In our study, the biological properties of RSV have been compared with those of TMS, one of the well-known analogues of RSV. In particular, the cytoprotective activity was investigated in vitro by measuring the ability to increase HO-1 expression and SIRT1 activity. In HT22 cells, TMS, unlike RSV, failed to increase HO-1 expression as well as SIRT1 activation. Moreover, TMS also failed to reduce Glu-induced cytotoxicity; this is, presumably, because it was inactive in increasing HO-1 expression. Similarly, TS, of which chemical structure lacks three hydroxyl groups, had no significant effects on HO-1 expression and SIRT1 activation.

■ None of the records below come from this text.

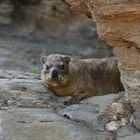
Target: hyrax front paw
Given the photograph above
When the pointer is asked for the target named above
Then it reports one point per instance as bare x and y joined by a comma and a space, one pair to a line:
67, 103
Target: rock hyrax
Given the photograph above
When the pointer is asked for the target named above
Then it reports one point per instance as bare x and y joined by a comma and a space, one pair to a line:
80, 78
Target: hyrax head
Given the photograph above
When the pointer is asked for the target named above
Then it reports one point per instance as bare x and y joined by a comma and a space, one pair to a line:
55, 69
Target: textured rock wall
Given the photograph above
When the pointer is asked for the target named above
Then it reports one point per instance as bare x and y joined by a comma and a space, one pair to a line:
118, 24
31, 28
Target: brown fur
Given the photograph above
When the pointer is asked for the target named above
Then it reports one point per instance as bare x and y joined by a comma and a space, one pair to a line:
86, 78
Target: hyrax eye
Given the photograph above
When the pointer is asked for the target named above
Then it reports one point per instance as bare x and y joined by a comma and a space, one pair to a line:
62, 67
47, 67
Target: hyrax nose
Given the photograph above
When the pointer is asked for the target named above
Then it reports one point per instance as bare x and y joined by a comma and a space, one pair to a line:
54, 74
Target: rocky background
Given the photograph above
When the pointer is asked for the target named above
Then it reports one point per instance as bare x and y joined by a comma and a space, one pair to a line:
31, 28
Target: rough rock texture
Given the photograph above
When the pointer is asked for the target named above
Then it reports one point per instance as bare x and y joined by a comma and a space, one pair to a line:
28, 111
31, 28
118, 24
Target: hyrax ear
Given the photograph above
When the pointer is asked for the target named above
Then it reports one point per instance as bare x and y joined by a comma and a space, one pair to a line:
66, 59
43, 59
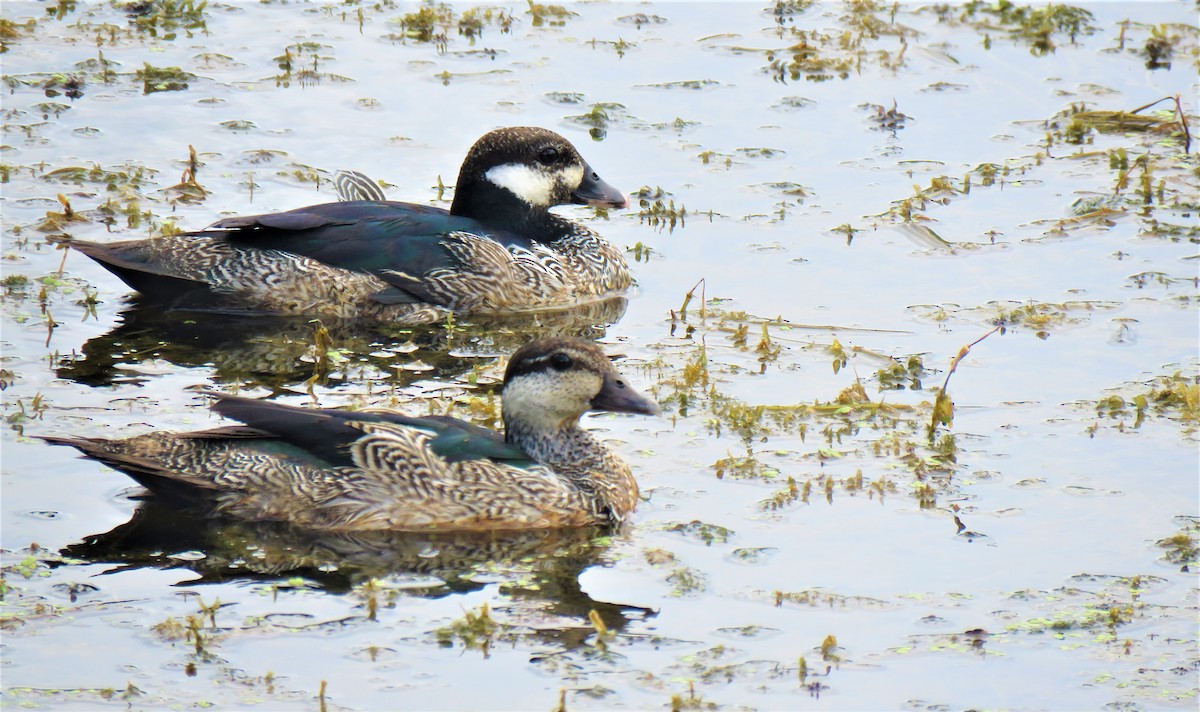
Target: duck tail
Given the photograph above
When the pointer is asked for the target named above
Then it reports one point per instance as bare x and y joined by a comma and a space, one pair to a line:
137, 264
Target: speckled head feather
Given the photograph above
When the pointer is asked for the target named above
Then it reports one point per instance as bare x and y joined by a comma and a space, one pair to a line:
379, 470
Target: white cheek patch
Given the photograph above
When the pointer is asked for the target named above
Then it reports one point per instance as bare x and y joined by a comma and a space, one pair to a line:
532, 185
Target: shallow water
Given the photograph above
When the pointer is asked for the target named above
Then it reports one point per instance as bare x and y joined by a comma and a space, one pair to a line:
1017, 566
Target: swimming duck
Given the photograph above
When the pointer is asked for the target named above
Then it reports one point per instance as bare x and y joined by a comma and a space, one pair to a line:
498, 249
340, 470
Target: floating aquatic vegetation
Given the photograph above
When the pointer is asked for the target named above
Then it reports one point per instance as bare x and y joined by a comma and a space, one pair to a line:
658, 214
555, 16
162, 78
1036, 25
163, 18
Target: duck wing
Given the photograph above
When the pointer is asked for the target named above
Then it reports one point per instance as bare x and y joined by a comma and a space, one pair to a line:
399, 243
330, 434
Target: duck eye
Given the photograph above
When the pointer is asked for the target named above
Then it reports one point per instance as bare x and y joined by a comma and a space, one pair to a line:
549, 155
561, 362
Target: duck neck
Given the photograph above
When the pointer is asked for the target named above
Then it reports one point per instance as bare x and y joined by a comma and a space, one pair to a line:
498, 208
576, 455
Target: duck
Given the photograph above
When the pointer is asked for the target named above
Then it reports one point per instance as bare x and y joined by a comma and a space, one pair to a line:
375, 470
497, 250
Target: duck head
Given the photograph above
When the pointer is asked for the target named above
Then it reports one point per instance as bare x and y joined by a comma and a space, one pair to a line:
551, 382
519, 173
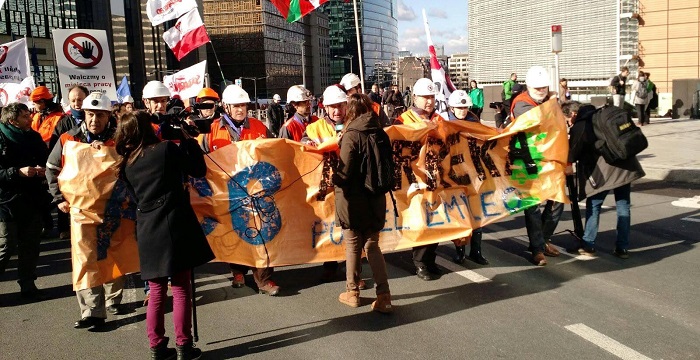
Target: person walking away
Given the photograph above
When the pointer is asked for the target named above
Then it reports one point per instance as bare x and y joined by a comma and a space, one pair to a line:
540, 225
477, 97
275, 115
459, 103
361, 213
616, 177
170, 240
617, 87
641, 97
23, 154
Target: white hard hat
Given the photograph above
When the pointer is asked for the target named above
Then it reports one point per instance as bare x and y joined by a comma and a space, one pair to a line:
537, 77
298, 93
424, 87
234, 94
350, 81
97, 101
155, 89
334, 95
460, 98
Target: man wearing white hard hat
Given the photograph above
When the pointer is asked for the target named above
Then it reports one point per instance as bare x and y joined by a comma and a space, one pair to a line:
459, 109
275, 114
352, 85
423, 110
540, 225
300, 98
94, 130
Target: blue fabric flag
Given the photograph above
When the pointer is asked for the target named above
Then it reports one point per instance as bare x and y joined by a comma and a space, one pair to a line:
123, 90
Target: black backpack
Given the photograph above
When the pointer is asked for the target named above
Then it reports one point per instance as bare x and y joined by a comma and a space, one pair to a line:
618, 138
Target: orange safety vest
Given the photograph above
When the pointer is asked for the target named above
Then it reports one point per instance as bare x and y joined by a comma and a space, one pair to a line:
410, 117
321, 131
44, 124
220, 135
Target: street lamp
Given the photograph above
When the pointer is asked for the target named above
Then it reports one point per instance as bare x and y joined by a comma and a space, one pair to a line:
349, 57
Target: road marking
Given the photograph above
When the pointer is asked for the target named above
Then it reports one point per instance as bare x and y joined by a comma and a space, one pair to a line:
561, 250
470, 275
693, 203
657, 246
606, 343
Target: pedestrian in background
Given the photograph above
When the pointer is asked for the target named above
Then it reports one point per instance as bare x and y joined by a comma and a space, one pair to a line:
170, 240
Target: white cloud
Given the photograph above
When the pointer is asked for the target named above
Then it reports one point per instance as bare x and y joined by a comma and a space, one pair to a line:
438, 13
405, 13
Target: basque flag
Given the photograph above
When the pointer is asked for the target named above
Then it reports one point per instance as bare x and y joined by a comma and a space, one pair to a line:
188, 34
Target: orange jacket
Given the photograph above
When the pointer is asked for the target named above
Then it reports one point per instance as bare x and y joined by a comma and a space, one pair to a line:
221, 133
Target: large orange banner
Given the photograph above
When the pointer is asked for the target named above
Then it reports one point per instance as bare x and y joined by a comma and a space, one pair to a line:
270, 202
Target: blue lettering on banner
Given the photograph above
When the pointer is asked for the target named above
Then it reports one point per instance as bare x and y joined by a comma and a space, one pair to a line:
119, 206
255, 217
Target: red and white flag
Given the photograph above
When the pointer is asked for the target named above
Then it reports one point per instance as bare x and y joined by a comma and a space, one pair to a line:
160, 11
188, 34
187, 82
438, 75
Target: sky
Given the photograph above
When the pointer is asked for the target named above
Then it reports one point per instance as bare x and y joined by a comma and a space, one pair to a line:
447, 20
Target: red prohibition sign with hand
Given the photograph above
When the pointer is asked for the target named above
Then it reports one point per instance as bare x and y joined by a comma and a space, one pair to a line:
82, 50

These findings suggest that the presence of hydroxyl groups in the benzene rings of RSV may be required at least in part for HO-1 expression and SIRT1 activation.

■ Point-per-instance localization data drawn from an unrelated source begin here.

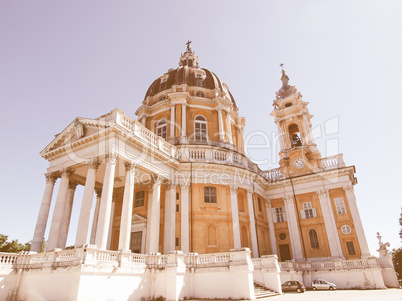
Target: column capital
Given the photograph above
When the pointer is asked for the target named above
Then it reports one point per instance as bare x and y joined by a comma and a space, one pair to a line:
233, 189
130, 166
348, 188
156, 179
288, 199
72, 185
111, 158
323, 192
184, 185
98, 192
93, 163
67, 172
172, 184
51, 177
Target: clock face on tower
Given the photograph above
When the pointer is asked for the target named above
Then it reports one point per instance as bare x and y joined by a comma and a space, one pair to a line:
298, 163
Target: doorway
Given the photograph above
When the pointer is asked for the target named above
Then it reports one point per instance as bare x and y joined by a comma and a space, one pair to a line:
136, 242
284, 252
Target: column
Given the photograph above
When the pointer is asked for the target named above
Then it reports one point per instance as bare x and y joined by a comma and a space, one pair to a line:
293, 228
110, 231
155, 209
330, 225
271, 228
43, 215
235, 217
106, 202
144, 120
184, 218
58, 211
149, 220
183, 138
170, 218
127, 208
280, 133
220, 123
253, 229
229, 128
96, 216
65, 224
86, 205
357, 221
172, 120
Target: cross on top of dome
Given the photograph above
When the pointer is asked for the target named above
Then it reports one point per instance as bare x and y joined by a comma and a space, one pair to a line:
188, 58
188, 45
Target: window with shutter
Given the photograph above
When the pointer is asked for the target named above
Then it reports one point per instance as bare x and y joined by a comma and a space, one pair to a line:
340, 205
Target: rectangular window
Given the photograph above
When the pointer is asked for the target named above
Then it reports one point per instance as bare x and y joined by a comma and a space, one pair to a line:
210, 195
278, 214
200, 131
340, 205
139, 199
351, 248
308, 211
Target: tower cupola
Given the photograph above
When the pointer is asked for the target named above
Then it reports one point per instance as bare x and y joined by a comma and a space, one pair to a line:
294, 128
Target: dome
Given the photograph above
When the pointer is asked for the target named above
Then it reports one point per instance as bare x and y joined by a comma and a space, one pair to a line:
192, 75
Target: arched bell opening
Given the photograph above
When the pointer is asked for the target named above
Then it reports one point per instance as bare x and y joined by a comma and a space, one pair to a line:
294, 135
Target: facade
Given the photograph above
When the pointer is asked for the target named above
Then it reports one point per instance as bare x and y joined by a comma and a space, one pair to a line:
198, 192
177, 182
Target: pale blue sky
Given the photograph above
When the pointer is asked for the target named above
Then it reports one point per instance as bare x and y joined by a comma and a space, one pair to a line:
63, 59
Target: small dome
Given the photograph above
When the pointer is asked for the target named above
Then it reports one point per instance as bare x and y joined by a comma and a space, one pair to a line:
190, 74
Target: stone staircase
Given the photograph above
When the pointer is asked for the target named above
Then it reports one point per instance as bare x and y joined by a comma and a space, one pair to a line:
262, 292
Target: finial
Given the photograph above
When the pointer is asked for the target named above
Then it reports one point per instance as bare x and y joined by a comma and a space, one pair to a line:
188, 45
284, 78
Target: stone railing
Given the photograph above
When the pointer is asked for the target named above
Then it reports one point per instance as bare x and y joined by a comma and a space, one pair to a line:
214, 259
8, 259
333, 162
90, 255
139, 131
257, 263
339, 264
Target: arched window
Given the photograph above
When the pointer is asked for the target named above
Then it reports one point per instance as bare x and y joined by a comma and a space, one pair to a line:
210, 195
212, 241
294, 134
240, 203
161, 128
313, 239
200, 128
244, 237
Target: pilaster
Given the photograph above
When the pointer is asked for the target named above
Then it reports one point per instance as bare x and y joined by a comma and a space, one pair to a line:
350, 194
235, 217
293, 228
185, 227
253, 229
106, 202
330, 225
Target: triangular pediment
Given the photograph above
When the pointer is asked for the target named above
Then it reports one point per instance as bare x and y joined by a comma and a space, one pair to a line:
138, 219
78, 129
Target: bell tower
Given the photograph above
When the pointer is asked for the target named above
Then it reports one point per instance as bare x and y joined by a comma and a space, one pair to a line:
299, 153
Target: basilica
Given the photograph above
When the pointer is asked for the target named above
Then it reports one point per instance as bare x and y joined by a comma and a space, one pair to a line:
173, 206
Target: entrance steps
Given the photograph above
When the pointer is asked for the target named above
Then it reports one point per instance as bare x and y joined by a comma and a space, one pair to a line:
263, 292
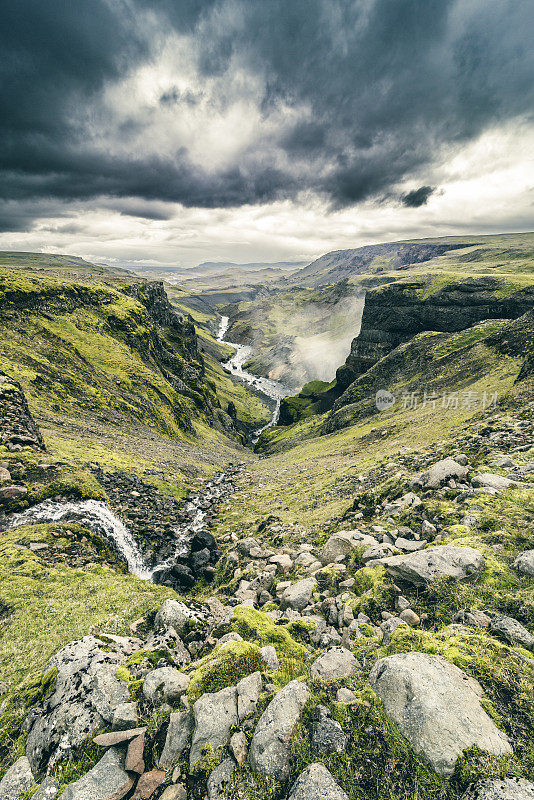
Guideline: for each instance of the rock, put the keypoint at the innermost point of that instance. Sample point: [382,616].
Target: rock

In summary, the results of the present study demonstrate that: (i) pretreatment of HT22 neuronal cells with RSV can confer a marked protection against Glu-induced cytotoxicity, which appears to be associated at least in part with HO-1 expression; (ii) the cytoprotective activity of RSV was independent of its activation of SIRT1; and (iii) TMS failed to protect HT22 cells from Glu-induced cytotoxicity and to increase HO-1 expression and SIRT1 activation, suggesting that the hydroxyl groups on the benzene rings of RSV was necessary for cytoprotective activity, HO-1 expression, and SIRT1 activation. Although we are not concluding that HO-1 is the only pathway by which RSV can be cytoprotective, we believe that HO-1 may be a unique candidate by which RSV can induce an endogenous cellular pathway that leads to building cellular resistance to oxidative stress. Further studies will be required in order to understand the exact mechanisms of overall cyto-protective actions of RSV.